OS ANOS 60
O casamento foi em 1962. O quarto foi uma "surpresa" - coisa horrível para uma "control freak". Mas era bonitinho, embora não tivesse personalidade nenhuma. Talvez fosse 'moderno' demais para o meu gosto. Já não era de madeira maciça, meio mogno, com uma 'palhinha' forrando a madeira na cabeceira da cama e dois criados que a ela se prendiam. Muito parecido com o que se vê hoje em lojas populares (é, meu guarda roupa é um desses, 'linda' imitação de mogno, com puxadores que quebram, e portas que agarram no período das chuvas). Tenho nada contra a popularização dos bens, mas o desrespeito é notável, não é? Havia também uma cômoda cujas gavetas foram depois usadas como escada pela menina de pouco mais de um ano para ter acesso aos brinquedos que ficavam sobre ela!... A palhinha se repetia na metade de suas portas do guarda-roupa e em duas gavetas.
A copa era de segunda mão, na verdade uma doação de D. Inesita, (irmã do ex-governador Magalhães Pinto) - uma das pessoas mais doces que conheci, ela e seu marido. Fomos até lá por anúncio de venda de móveis usados. Ela tinha coisas de fazer cair qualquer queixo. Pedi-lhe que não se desfizesse daquelas coisas lindas - mas eles estavam sozinhos, a família queria que fossem para um apartamento. Obviamente não podíamos comprar nada daquelas lindezas, então nos deram a copa - mesa e quatro cadeiras, buffet de duas portas e gavetas no meio, pintados de cinza claro. Usamos por muitos anos - o buffet, minha tia o tem até hoje... E eu tinha amor por eles, nem tanto pela estética (nada especial), mas pelo carinho que eles simbolizaram. Já a sala tinha a minha cara - segunda mão e liquidações: uma mélange fantástica... Sofá cama de solteiro, sem braços, pés palito pretos, couro sintético (ou plástico?) cinza claro com vivo preto; uma poltroninha de estrutura e pés palitos pretos, fofíssima, de lã cinza meio axadrezada; uma estante da Cimo, de sucupira (os livros já começavam a ocupar mais lugar do que as pessoas...), com uma portinha basculante que serviria de "bar". E um abajur de pé, cujo prato refletor mudava de posição (extraviado numa mudança, doi até hoje!...).
Um quadro que eu pintara - uma virgem, ou similar. Mas o mais incrível era um relógio encaixado numa forma de buda em louça, de um mau gosto indescritível, que era preciso exibir por causa da origem do presente... Quando minha primeira filha começou a engatinhar apresentei-lhe a peça numa esperança (vã...) de que a quebrasse para o bem de todos e felicidade geral da nação... Uma mudança, finalmente, deixou só o relógio, sem a moldura horrorosa.

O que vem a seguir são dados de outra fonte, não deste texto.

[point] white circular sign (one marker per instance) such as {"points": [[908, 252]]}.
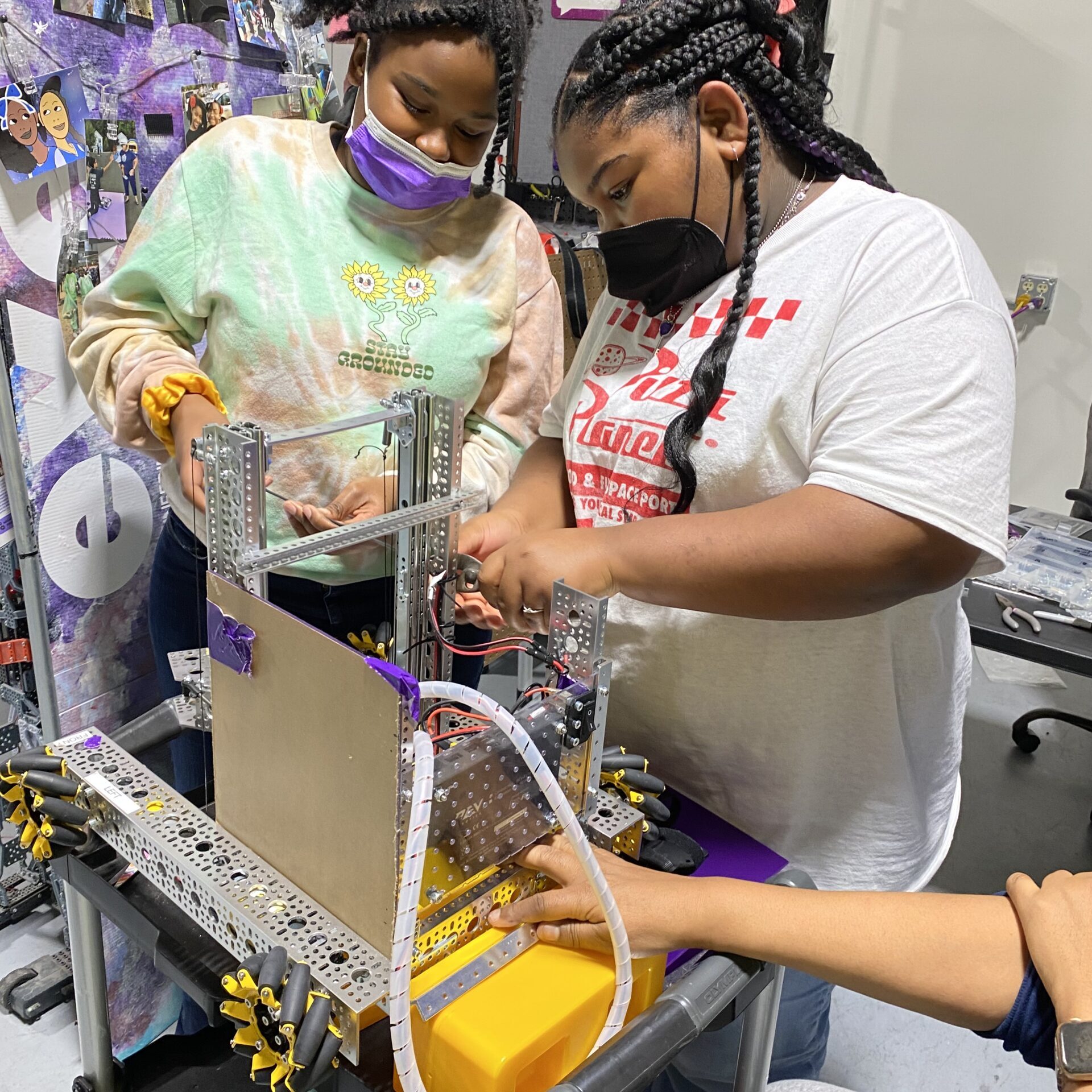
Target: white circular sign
{"points": [[96, 528]]}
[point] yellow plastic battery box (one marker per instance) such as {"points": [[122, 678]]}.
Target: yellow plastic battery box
{"points": [[528, 1024]]}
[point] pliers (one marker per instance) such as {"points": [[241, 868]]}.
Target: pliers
{"points": [[1010, 613]]}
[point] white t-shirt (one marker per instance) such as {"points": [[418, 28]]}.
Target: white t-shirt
{"points": [[877, 358]]}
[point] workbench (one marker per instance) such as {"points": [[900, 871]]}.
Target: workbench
{"points": [[702, 991]]}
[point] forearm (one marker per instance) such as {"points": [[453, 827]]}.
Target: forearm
{"points": [[539, 496], [956, 958], [809, 554]]}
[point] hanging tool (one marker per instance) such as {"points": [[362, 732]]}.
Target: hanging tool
{"points": [[1010, 614]]}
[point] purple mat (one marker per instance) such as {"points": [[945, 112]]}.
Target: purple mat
{"points": [[732, 853]]}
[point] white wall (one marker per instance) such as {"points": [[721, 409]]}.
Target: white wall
{"points": [[983, 107]]}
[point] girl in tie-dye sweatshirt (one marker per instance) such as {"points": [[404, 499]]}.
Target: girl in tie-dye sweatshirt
{"points": [[317, 299]]}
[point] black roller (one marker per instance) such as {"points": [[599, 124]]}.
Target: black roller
{"points": [[318, 1070], [35, 760], [51, 784], [294, 997], [67, 837], [273, 969], [63, 812], [619, 762], [253, 965], [313, 1032], [653, 809]]}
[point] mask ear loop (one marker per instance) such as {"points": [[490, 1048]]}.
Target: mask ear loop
{"points": [[697, 168], [364, 78]]}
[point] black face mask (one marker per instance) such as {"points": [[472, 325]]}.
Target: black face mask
{"points": [[663, 262]]}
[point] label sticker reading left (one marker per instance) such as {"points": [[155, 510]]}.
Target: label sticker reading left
{"points": [[113, 794]]}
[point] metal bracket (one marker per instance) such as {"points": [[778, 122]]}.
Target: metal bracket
{"points": [[11, 853], [615, 826], [9, 737], [444, 993]]}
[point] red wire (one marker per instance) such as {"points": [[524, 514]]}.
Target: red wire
{"points": [[457, 732], [451, 709]]}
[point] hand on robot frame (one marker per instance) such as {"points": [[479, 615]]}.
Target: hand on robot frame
{"points": [[283, 1023], [41, 799]]}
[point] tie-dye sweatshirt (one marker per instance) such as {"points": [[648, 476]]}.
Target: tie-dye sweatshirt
{"points": [[317, 300]]}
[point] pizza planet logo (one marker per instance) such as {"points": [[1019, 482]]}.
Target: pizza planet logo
{"points": [[386, 359]]}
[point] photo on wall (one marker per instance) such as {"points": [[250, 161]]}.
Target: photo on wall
{"points": [[286, 106], [260, 23], [114, 175], [76, 276], [205, 106], [43, 131]]}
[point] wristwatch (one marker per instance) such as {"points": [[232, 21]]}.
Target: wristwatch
{"points": [[1073, 1053]]}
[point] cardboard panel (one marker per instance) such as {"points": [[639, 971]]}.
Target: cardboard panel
{"points": [[306, 758]]}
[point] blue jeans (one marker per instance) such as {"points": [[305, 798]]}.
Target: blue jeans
{"points": [[800, 1044], [177, 621]]}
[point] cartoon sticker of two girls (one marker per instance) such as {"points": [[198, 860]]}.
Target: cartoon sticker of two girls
{"points": [[39, 138]]}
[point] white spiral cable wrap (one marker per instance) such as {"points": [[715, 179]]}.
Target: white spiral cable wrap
{"points": [[406, 917], [570, 827]]}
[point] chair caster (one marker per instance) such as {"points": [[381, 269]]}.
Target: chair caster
{"points": [[1028, 742]]}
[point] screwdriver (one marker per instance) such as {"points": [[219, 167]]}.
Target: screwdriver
{"points": [[1065, 619]]}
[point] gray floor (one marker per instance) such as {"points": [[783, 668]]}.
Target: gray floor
{"points": [[1019, 813]]}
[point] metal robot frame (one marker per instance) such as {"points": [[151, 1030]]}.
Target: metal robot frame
{"points": [[243, 901]]}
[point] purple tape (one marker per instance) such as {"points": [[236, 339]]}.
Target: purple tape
{"points": [[231, 643], [402, 682]]}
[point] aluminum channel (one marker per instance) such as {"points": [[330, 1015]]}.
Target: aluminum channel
{"points": [[231, 892]]}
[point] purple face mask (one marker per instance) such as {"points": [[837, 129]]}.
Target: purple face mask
{"points": [[399, 172]]}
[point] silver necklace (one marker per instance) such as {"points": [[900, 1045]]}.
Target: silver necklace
{"points": [[795, 201]]}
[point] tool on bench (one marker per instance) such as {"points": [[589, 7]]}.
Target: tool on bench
{"points": [[1065, 619], [1010, 614]]}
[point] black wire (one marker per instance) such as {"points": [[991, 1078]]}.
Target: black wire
{"points": [[197, 602]]}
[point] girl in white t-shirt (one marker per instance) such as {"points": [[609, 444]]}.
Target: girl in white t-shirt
{"points": [[814, 378]]}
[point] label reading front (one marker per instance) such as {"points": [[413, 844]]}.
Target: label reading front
{"points": [[113, 794], [79, 737]]}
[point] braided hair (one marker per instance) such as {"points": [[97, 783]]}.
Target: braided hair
{"points": [[652, 58], [503, 26]]}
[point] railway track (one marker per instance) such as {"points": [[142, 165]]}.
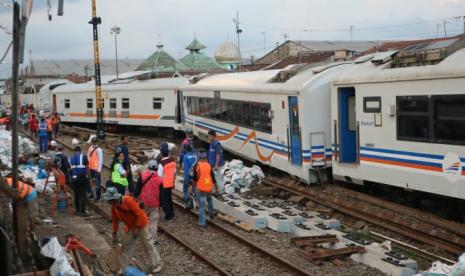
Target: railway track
{"points": [[387, 220], [220, 236]]}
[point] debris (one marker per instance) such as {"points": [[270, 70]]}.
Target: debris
{"points": [[61, 266], [238, 177]]}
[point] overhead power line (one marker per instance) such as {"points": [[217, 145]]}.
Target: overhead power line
{"points": [[282, 28]]}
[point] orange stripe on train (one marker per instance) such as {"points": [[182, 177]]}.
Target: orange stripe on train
{"points": [[107, 115], [402, 164]]}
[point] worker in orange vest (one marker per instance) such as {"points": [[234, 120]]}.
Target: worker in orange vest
{"points": [[204, 178], [29, 195], [95, 156], [55, 123], [127, 210], [168, 174], [49, 128]]}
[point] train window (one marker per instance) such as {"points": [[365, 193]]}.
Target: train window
{"points": [[90, 103], [449, 119], [413, 118], [125, 103], [112, 103], [157, 103], [248, 114], [372, 104]]}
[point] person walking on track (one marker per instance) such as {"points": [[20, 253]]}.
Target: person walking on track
{"points": [[168, 177], [204, 178], [215, 158], [127, 210], [79, 178], [148, 191], [95, 155]]}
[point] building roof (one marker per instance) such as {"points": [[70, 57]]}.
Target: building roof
{"points": [[227, 53], [66, 67], [161, 61], [335, 45], [195, 45], [200, 61]]}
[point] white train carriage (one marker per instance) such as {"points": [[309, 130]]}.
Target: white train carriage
{"points": [[278, 117], [403, 125], [150, 103]]}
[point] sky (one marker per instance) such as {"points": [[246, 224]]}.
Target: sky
{"points": [[264, 23]]}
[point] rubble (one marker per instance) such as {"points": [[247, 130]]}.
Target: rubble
{"points": [[25, 147], [238, 177]]}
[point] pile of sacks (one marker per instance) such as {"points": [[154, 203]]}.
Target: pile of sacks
{"points": [[25, 147], [441, 269], [237, 177]]}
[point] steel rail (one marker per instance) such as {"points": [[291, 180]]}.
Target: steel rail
{"points": [[373, 219]]}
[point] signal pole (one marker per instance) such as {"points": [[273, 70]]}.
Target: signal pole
{"points": [[95, 21]]}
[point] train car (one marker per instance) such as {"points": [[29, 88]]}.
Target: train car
{"points": [[280, 118], [399, 119], [130, 102]]}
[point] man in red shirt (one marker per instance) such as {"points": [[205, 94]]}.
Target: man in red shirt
{"points": [[127, 210]]}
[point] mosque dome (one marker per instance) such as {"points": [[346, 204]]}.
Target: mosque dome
{"points": [[227, 53]]}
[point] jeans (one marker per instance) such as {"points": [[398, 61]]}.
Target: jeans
{"points": [[219, 180], [166, 202], [43, 144], [96, 177], [120, 188], [55, 129], [185, 190], [129, 243], [154, 216], [80, 185], [202, 198]]}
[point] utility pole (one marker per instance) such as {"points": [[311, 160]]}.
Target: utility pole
{"points": [[238, 32], [95, 21], [444, 25], [116, 31], [19, 218], [264, 42]]}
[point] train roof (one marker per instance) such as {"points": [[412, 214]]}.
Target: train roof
{"points": [[291, 79], [377, 68], [124, 85]]}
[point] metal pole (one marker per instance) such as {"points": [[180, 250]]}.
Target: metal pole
{"points": [[19, 219], [116, 53], [98, 89]]}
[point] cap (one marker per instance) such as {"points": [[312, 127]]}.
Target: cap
{"points": [[153, 165]]}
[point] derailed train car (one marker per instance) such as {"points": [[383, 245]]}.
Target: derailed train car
{"points": [[277, 117], [398, 118], [130, 102]]}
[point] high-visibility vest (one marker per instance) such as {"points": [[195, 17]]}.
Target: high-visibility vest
{"points": [[23, 188], [117, 178], [204, 181], [169, 171], [49, 125], [92, 155]]}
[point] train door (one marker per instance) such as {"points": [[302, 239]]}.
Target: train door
{"points": [[294, 132], [347, 126], [179, 108]]}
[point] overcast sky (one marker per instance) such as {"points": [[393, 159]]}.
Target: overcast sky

A bebê dormia num moisés de vime, cuidadosamente decorado - embora os parcos recursos - pela mãe, depois, num berço emprestado, de que não me lembro muito bem. Era um apartamento pobre de um estudante e uma funcionária mal paga, mas, tirando o quarto, parecia muito com o que eu queria. Nada extraordinário, algumas peças ganhas, outras compradas com dificuldade. E depois que a menina nasceu, convenci meu pai de que seria bom "para todo mundo" se ele me deixasse construir uma casinha prefabricada no fundo do quintal da nossa casa. Ainda eram os anos 1960, a decoração não havia mudado nada, a não ser pelas camas coloniais para as meninas (agora duas), mas a formatura do estudante nos levou para o interior e a outro padrão de vida.
É, eu sei - não há nenhum entusiasmo. Sinto muito. Eu não posso dizer, a não ser pelas meninas, que foram tempos bons, e não por causa da falta de recursos... - e havia uma ditadura se instalando, ainda por cima... Quem sabe os anos 1970s terão um pouco mais de cor?
Bjs, Vania
♥ D. Vania, hoje professora aposentada de inglês e português (com direito a canudo e tudo...), foi antes secretária executiva bilíngue durante eras. Por duas vezes começou e abandonou a Escola Guignard, mas ficou o suficiente para conhecer o melhor da arte. Tem 4 filhos, três além-mar, uma à beira-mar, na Paraíba. Divorciou-se dos pincéis há muito, mas continua apaixonada por coisas bonitas, por feituras inusitadas e por gente linda!